线性回归及Python实现

线性回归

线性模型

\[y = \boldsymbol{w}^T \boldsymbol{x} + b \tag{1} \]

数据集:\(D = \{(\boldsymbol{x}_1, y_1), (\boldsymbol{x}_2, y_2), ... , (\boldsymbol{x}_m, y_m)\}\)\(\boldsymbol{x}_i = (x_{i1}; x_{i2};...; x_{id})\)

损失函数 (Loss function) 采用平方损失:

\[L(\boldsymbol{w}, b) = \sum_{i=1}^m (y_i - \hat{y_i})^2 \\ = \sum_{i=1}^m (y_i - (\boldsymbol{w}^T \boldsymbol{x}_i + b))^2 \tag{2} \]

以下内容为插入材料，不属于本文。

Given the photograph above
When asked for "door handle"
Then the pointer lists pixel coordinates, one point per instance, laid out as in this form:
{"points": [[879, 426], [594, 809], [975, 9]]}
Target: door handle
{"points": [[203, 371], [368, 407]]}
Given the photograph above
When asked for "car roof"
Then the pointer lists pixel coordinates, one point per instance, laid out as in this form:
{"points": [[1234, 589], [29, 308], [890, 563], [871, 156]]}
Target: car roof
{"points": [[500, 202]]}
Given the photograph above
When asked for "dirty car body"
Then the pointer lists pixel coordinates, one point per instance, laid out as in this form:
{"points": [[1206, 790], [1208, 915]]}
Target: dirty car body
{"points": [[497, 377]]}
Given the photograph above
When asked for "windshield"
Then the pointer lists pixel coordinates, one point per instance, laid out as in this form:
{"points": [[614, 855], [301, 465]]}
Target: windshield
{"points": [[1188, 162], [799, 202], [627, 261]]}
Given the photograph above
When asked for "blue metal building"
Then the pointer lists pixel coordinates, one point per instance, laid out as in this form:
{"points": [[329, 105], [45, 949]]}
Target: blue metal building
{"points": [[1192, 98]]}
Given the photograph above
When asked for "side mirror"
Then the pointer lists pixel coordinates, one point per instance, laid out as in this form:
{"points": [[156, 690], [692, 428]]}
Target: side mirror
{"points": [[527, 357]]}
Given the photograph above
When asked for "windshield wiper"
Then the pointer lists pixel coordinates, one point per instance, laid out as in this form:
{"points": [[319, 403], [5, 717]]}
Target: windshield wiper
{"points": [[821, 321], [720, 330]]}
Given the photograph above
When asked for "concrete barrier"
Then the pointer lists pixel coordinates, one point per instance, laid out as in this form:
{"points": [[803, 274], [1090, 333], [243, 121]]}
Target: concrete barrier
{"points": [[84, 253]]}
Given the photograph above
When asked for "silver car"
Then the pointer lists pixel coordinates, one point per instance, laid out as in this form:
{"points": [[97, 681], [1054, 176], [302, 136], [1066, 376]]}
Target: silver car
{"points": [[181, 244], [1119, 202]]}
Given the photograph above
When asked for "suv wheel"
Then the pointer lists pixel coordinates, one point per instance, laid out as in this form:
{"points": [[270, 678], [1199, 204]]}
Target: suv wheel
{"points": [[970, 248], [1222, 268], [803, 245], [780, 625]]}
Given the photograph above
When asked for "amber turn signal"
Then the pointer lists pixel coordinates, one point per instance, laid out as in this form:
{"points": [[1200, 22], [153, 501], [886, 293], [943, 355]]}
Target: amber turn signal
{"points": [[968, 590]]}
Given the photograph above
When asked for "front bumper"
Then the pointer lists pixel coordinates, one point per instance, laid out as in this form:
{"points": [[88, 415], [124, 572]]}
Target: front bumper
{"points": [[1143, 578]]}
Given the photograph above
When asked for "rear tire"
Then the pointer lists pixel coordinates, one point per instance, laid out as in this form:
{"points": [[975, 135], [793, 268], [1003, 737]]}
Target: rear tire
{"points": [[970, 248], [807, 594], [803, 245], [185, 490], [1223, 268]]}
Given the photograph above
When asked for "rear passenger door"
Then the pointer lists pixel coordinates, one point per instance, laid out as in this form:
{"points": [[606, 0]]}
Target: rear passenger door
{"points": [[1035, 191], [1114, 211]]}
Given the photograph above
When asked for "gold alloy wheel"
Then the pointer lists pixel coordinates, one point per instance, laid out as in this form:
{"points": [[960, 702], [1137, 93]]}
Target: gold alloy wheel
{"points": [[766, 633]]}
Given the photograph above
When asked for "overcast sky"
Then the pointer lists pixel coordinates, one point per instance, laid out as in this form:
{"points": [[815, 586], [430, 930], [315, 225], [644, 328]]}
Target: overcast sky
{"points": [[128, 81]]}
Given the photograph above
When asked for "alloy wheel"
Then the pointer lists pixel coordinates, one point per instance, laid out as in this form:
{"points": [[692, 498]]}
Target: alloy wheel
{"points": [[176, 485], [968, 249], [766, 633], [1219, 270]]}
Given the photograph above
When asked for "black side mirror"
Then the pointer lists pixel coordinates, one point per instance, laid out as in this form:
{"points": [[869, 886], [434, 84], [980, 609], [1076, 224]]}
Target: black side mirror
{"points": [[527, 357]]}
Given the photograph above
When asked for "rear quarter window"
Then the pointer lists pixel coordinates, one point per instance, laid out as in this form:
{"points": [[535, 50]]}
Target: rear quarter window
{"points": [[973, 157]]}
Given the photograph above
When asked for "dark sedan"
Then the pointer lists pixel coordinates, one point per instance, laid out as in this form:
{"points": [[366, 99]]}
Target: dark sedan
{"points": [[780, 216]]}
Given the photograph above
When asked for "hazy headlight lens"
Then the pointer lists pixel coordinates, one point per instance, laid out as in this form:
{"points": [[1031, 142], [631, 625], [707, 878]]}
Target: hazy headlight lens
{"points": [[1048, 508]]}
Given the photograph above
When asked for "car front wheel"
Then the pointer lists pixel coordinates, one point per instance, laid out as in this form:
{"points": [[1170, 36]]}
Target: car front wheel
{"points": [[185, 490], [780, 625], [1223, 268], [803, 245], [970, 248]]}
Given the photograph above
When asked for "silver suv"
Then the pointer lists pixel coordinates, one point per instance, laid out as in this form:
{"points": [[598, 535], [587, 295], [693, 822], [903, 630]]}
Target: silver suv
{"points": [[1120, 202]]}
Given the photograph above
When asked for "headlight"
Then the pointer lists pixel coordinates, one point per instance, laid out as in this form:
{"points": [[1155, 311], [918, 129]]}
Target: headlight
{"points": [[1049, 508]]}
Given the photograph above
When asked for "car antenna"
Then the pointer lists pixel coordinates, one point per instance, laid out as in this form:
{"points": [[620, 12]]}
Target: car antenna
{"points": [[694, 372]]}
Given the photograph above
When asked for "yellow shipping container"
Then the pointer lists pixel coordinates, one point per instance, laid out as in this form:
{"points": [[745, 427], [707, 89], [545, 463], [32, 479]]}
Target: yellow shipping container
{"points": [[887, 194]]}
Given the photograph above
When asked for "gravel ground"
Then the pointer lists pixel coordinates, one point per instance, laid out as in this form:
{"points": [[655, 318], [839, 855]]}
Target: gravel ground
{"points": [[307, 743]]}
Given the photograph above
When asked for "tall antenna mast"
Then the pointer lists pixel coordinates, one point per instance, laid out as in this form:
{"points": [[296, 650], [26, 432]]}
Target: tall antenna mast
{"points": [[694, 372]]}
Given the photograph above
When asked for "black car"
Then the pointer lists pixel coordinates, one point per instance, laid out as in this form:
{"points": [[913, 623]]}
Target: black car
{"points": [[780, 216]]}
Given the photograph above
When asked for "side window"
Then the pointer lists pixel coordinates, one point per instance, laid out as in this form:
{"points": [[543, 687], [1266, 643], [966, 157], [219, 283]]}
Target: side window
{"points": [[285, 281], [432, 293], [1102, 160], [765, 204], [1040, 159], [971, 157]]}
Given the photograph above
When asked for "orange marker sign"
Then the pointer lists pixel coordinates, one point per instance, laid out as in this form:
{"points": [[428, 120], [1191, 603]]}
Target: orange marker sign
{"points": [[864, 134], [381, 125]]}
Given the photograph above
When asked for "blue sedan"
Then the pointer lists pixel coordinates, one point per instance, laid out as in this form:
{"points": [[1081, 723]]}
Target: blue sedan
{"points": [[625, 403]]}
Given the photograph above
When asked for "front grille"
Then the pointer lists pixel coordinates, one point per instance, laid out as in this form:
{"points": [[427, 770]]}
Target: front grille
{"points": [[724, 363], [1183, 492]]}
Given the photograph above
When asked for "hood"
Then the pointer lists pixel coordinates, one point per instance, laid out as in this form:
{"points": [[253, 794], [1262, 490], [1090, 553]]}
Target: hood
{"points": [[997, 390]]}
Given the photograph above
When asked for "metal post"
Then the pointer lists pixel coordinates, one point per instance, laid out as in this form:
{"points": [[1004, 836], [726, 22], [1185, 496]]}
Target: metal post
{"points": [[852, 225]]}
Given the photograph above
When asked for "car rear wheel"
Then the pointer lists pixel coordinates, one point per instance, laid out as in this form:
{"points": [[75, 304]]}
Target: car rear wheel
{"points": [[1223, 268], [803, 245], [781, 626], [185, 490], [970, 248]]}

目标是找到一组解 \((\boldsymbol{w}^{\star}, b^{\star})\) 使得损失函数的值最小,即:

\[(\boldsymbol{w}^*, b^*) = \mathop{arg\ min}\limits_{(\boldsymbol{w}, b)}L(\boldsymbol{w}, b) \\ = \mathop{arg\ min}\limits_{(\boldsymbol{w}, b)} \sum_{i=1}^m (y_i - (\boldsymbol{w}^T \boldsymbol{x}_i + b))^2 \tag{3} \]

求解方法:

  • 最小二乘法
  • 梯度下降法
    • 模拟退火
    • 随机梯度下降

损失函数的代码实现:

import numpy as np
import matplotlib.pyplot as plt
import pandas as pd
import math
import random
# 误差函数
def loss_function(w, b, x, y):
  x = np.array(x)
  y = np.array(y).reshape(len(y), 1)
  w = np.array(w)
  b = np.array(b)

  x = np.matrix(x)
  y = np.matrix(y)
  w = np.matrix(w)
  b = np.matrix(b)
  
  err = [[0.0]]
  m = len(x)
  for i in range(m):
    err = err + (y[i] - w.T * x[i] - b) ** 2
    # err = err + abs(y[i,:] - w.T * x[i,:] - b)
  return err.tolist()[0][0]

# 误差函数重载,这里的w包含了w和b
def loss_function(w, x, y):
  x = np.array(x)
  y = np.array(y).reshape(len(y), 1)
  w = np.array(w)

  x=np.concatenate((x, np.ones((len(x), 1))), axis=1)

  x = np.matrix(x)
  y = np.matrix(y)
  w = np.matrix(w)
  # print(w)
  
  err = 0.0
  m = len(x)
  # print('-------')
  # print(m)
  for i in range(m):
    pp= x[i] * w
    p=(y[i] - pp.T )
    err = err + p * p.T
    # err = err + (y[i] - x[i] * w.T ) ** 2
  # return math.sqrt(err.tolist()[0][0])/10
  return err.tolist()[0][0]



#测试

x = [ [1.], [2.]]
y = [ 1., 2.]

print(loss_function([1], 0, x, y))

运行结果为:

0.0

最小二乘法

\(\boldsymbol{w}\)\(b\) 吸收入向量形式 \(\hat{\boldsymbol{w}} = (\boldsymbol{w}; b)\)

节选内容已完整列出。